Compte tenu du multipolarisme tendanciel du système international et de la variété des menaces et des vulnérabilités du contexte global de sécurité, la politique étrangère de l'Union doit impérativement distinguer le multipolarisme (ou regroupement structurel et hiérarchique de la puissance) et le multilatéralisme comme posture de négociation et application du principe d'égalité aux relations internationales. Cette distinction vise à discriminer l'ennemi ou l'allié tendanciel, de position et de structure, du partenaire occasionnel ou conjoncturel face aux défis mondiaux et à la résolution des problèmes globaux. Appartiennent à la catégorie du multipolarisme les relations de l'UE avec les États-Unis, la Russie, la Chine, l'Inde, etc, caractérisées par la dimension inégalitaire de l'ordre international, due au poids inégal des États. La dimension multilatéraliste, en ses différentes formes, paritaires, directrices, de prévention de crises, de coalition ou de contestation, est caractérisée par l'influence de la société internationale et par la transnationalisation des économies. Toute prise de position de l'Union en matière de politique de sécurité se doit de privilégier les considérations multipolaires sur les considérations multilatéralistes, car il en va de la préservation de la sécurité à long terme comme organisation, et vision de l'ordre international. En ce sens, l'Union Européenne doit soutenir de manière autonome et sans aucune subordination l'engagement international des USA, notamment dans la résolution de la crise ukrainienne. Les voies multilatéralistes doivent être reléguées aux questions globales, compte tenu du fait que l'intégration internationale et l'interdépendance sont croissantes, tandis que les relations inter-étatiques demeurent conflictuelles et dangereuses. Une série d'incertitudes pèse sur l'avenir des rapports de sécurité à l'échelle mondiale : l'éventuelle déstabilisation de la Chine, l'avenir déclinant des USA, le voisinage instable de l'Europe, la faiblesse à long terme de l’État russe et un déséquilibre de pouvoir à l'intérieur de l'UE. L'ensemble de ces indéterminismes impose une redistribution des cartes du pouvoir international et une géopolitique de l’énergie, destinée à influer profondément sur la dimension politico-militaire du pouvoir mondial.

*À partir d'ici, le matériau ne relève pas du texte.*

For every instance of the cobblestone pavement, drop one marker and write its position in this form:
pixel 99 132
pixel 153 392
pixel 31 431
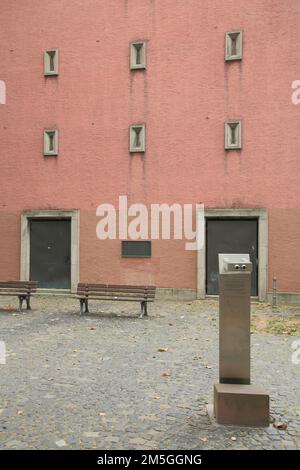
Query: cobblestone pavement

La HR et ses services auront à distinguer entre une nouvelle « géopolitique des menaces » fondée sur des atavismes culturels et des enjeux symboliques et l'hétérogénéité historique des différents sous-systèmes régionaux, influencés par une cohésion stratégique variable de chaque unité politique.

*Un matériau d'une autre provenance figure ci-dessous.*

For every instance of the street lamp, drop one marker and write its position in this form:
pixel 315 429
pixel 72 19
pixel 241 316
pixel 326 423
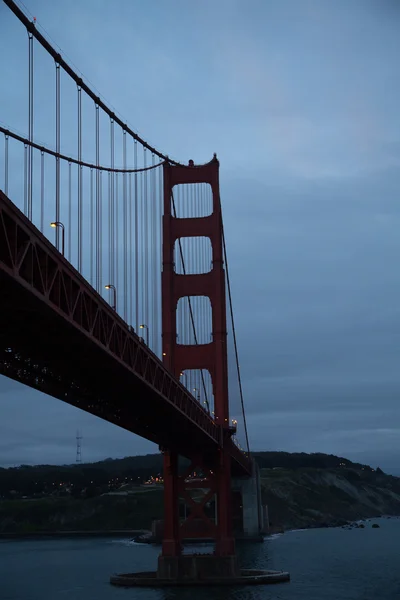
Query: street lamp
pixel 112 287
pixel 56 224
pixel 144 326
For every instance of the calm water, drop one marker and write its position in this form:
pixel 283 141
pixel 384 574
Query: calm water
pixel 325 564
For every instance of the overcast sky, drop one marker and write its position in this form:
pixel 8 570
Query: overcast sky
pixel 300 99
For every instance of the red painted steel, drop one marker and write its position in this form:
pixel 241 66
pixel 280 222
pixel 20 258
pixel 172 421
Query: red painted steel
pixel 59 336
pixel 212 356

En termes de menaces, l'UE doit distinguer entre zones à forte différentiation sociologique et politique comme le Moyen et Proche Orient, le Golfe et la Méditerranée. Dans cette immense zone de tensions et de conflit permanents, l'UE se doit d'aider à la stabilité des régimes en place indépendamment des préférences idéologiques (Bachar al-Assad en Syrie, Israël en Palestine, le Président al-Sissi en Egypte...). Elle doit favoriser les changements de régime, favorables à la laïcité dans les pays déstabilisés par le radicalisme islamique, imposer la paix à Gaza et en Cisjordanie, conduire à bon terme les négociations avec l'Iran à propos du nucléaire et dans le cadre d'un paquet global. La priorité géopolitique et géostratégique de l'UE en matière de sécurité demeure sa relation directe avec la Russie sur le continent. Elle s'articule autour d'une recherche de relations apaisés entre l'Est et l'Ouest de l'Ukraine. Au plan général et global du système international, l'UE doit définir son évolution future dans le cadre d'une autre idée de l'Europe, dont la formule se résume à une confédération politique d’États et une intégration sociologique des peuples et des politiques économiques. Vis-à-vis des États-Unis, l'UE doit sauvegarder son indépendance et sa liberté de conception et d'action, consciente de l'existence historique de deux Occidents (l'Occident européen et l'Occident américain), tout en sauvegardant l'alliance historique qui lie le continent européen à l'Amérique du Nord. Une autre idée de l'Europe commence en priorité par une réponse identitaire et par la mise en place d'une autre politique étrangère et de sécurité commune.